ECLI:NL:CRVB:2018:554
Centrale Raad van Beroep
- Hoger beroep
- Rechtspraak.nl
Beëindiging van ZW-uitkering en toetsing aan het arrest Korošec
In deze zaak heeft de Centrale Raad van Beroep op 21 februari 2018 uitspraak gedaan in hoger beroep over de beëindiging van de Ziektewet (ZW)-uitkering van appellante. Appellante, die als schoonmaakster werkte, had zich op 19 december 2013 ziek gemeld en ontving vanaf 20 februari 2014 ziekengeld. Het Uwv beëindigde haar uitkering per 19 januari 2015, omdat zij meer dan 65% van haar maatmaninkomen zou kunnen verdienen. Appellante was het hier niet mee eens en stelde dat haar beperkingen niet goed waren ingeschat. De rechtbank Amsterdam had het beroep van appellante tegen het besluit van het Uwv ongegrond verklaard, waarna appellante in hoger beroep ging.
De Raad heeft de procedure en de besluitvorming van het Uwv beoordeeld aan de hand van de stappen uit het arrest Korošec. Stap 1 betrof de zorgvuldigheid van de besluitvorming, waarbij de Raad oordeelde dat de verzekeringsartsen van het Uwv hun medisch onderzoek op zorgvuldige wijze hebben verricht. Stap 2 ging over de 'equality of arms', waarbij de Raad vaststelde dat appellante niet voldoende had onderbouwd dat zij belemmeringen had ervaren in haar procesvoering. Stap 3 betrof de inhoudelijke beoordeling van de medische grondslag, waarbij de Raad concludeerde dat de beperkingen van appellante niet waren onderschat en dat de geschiktheid van de geselecteerde functies voldoende was aangetoond.

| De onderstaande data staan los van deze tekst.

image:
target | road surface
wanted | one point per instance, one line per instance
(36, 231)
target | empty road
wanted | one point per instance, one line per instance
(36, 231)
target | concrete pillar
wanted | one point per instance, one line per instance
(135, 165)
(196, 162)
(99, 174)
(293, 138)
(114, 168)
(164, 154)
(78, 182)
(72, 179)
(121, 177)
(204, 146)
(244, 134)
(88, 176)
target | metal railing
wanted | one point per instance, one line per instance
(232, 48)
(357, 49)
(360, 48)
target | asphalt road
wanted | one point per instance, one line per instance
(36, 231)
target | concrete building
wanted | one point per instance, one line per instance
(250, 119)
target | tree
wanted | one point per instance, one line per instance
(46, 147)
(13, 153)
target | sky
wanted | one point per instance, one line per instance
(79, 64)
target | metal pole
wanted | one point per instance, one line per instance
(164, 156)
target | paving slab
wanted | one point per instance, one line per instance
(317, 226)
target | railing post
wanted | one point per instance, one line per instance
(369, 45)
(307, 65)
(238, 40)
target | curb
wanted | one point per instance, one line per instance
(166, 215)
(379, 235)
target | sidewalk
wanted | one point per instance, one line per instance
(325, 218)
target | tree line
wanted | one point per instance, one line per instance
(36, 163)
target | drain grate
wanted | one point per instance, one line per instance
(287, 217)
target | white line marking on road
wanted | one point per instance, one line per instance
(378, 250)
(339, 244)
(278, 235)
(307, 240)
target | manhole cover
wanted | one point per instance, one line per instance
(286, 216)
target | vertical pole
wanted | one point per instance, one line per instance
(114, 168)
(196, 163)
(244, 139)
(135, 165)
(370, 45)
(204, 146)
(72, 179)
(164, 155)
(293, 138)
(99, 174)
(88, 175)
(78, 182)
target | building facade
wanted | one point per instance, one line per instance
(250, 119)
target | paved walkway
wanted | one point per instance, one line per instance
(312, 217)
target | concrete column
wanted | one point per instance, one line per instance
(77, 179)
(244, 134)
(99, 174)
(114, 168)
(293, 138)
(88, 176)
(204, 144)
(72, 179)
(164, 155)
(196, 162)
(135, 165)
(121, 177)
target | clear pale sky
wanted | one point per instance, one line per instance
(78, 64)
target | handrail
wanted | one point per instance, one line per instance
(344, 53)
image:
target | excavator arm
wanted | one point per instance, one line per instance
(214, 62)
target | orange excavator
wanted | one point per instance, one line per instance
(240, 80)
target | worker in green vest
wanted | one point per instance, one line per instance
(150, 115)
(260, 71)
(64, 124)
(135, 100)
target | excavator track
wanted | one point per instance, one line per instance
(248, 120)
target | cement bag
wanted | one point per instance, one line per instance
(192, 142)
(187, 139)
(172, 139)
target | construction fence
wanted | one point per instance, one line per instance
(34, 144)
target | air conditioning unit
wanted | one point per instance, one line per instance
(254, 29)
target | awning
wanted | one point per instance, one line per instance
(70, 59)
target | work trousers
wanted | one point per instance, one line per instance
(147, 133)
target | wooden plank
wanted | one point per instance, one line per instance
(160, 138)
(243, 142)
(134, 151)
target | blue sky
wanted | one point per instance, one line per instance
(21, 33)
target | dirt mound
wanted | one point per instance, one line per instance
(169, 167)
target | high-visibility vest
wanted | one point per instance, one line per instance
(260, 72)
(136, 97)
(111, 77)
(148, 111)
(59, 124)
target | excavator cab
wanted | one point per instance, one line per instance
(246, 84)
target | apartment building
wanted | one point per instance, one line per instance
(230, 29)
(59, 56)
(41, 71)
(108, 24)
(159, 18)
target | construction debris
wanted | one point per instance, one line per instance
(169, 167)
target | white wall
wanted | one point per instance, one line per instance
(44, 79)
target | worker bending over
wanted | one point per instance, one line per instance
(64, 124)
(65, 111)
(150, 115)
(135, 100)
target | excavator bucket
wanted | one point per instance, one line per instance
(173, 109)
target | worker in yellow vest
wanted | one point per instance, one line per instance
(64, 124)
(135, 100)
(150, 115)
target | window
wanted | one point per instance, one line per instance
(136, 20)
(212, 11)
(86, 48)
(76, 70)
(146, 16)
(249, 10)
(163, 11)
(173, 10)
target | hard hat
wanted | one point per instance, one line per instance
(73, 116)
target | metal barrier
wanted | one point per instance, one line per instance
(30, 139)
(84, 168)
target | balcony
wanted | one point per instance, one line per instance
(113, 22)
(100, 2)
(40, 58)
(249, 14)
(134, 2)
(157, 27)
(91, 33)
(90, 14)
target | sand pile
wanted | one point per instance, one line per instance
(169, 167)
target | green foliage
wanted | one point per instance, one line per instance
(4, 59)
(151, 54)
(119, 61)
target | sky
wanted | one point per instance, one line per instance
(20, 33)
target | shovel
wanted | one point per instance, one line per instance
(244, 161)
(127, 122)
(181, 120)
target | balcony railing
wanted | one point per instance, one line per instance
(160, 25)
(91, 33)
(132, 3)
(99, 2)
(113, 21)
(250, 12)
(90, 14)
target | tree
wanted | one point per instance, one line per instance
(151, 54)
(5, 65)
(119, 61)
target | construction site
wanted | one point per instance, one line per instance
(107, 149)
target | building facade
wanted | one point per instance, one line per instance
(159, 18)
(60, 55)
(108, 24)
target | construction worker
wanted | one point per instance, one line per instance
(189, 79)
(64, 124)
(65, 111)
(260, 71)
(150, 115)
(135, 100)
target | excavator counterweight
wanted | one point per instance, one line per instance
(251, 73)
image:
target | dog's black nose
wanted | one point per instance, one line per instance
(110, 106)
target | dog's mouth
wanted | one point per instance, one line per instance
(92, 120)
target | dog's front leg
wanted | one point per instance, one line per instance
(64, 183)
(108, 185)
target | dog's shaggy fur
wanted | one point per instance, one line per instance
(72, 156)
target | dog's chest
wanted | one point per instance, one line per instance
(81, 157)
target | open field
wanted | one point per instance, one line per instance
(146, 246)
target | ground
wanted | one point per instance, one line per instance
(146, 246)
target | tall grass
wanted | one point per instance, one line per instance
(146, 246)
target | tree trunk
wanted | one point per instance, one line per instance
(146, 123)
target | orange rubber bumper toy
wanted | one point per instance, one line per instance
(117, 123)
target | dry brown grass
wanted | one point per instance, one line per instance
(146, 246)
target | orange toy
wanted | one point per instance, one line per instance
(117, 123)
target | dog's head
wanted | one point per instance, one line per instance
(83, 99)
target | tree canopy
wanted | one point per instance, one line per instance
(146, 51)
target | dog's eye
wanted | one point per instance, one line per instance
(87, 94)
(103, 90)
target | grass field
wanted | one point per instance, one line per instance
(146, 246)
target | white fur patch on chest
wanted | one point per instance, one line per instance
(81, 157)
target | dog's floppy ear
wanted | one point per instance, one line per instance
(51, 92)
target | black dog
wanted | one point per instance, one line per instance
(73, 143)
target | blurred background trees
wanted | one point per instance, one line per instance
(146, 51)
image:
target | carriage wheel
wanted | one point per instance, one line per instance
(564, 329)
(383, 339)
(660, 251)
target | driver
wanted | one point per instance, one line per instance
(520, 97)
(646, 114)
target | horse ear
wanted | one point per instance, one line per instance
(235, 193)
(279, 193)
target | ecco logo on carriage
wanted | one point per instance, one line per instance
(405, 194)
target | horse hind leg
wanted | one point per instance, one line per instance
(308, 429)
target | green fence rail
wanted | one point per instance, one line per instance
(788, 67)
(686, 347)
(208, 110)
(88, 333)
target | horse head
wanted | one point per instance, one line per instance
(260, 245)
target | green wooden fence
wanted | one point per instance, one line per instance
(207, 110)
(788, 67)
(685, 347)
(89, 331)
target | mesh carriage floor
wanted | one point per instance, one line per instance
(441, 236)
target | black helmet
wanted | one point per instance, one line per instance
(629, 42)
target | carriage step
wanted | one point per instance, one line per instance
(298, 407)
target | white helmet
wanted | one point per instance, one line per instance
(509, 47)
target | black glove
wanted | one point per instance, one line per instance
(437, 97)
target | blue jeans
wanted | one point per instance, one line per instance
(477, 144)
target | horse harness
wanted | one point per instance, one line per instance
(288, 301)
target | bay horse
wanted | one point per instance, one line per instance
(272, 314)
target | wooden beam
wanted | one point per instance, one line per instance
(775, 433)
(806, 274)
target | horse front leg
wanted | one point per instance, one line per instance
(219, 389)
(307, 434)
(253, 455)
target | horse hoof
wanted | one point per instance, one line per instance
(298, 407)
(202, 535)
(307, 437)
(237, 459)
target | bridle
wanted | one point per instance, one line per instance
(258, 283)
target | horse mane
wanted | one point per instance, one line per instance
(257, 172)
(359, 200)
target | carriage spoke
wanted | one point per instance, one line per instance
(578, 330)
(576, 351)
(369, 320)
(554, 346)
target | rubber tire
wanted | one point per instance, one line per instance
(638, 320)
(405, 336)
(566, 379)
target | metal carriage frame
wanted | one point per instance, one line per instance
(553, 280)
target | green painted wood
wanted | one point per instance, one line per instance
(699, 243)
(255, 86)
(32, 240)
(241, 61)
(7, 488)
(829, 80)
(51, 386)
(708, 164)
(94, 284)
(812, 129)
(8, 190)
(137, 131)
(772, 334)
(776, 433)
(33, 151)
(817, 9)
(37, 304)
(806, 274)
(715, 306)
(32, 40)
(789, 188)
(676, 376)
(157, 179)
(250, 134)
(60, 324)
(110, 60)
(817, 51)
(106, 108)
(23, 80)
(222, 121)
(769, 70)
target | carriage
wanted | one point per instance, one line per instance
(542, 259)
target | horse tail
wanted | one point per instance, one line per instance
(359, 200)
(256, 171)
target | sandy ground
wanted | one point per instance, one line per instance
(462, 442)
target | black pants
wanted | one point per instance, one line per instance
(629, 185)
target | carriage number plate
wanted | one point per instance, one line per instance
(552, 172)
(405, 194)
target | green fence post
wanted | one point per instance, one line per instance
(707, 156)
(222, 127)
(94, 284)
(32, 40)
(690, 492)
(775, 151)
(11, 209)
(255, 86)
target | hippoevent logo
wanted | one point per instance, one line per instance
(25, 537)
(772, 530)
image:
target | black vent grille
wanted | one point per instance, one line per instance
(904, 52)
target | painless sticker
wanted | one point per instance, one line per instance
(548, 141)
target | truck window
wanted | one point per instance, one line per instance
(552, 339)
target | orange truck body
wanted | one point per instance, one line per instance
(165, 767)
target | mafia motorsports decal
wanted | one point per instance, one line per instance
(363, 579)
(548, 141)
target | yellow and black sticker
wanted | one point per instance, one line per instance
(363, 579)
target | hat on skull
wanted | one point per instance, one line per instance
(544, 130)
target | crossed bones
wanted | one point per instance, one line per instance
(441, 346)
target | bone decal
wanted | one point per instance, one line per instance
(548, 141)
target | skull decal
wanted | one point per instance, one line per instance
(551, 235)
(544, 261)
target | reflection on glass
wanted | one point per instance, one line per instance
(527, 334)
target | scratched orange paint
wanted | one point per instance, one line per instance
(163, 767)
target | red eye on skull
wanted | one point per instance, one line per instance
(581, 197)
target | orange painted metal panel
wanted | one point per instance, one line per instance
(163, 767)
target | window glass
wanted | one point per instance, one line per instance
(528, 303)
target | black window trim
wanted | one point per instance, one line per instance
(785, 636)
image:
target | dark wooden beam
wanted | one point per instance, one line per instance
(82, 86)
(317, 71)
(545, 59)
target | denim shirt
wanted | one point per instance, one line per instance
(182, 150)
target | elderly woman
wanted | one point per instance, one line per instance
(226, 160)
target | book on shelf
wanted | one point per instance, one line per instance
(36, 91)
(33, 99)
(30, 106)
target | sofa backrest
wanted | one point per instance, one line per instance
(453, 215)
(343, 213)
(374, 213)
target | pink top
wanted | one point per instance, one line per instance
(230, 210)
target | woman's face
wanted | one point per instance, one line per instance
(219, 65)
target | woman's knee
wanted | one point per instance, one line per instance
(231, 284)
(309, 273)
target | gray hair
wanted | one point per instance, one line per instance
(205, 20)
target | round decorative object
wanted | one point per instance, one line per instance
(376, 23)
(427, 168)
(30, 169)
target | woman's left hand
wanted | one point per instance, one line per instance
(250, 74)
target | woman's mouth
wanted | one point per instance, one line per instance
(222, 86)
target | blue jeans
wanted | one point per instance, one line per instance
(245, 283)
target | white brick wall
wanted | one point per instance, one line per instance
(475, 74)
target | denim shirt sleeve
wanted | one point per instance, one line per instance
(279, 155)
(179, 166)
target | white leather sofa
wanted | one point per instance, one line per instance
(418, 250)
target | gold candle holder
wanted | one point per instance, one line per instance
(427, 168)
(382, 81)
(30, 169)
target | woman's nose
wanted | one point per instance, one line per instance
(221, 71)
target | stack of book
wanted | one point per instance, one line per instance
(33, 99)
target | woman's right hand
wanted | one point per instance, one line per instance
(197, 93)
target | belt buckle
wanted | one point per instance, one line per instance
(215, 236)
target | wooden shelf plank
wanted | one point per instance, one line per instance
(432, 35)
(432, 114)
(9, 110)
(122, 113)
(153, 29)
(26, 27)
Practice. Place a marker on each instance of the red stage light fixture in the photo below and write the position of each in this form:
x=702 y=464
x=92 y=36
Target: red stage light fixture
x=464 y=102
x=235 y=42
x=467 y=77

Uiteindelijk bevestigde de Raad de uitspraak van de rechtbank, waarbij werd geoordeeld dat het bestreden besluit van het Uwv berustte op een deugdelijke medische grondslag en dat appellante in staat was de voorbeeldfuncties te vervullen. De Raad wees een veroordeling in proceskosten af, omdat hiervoor geen aanleiding bestond.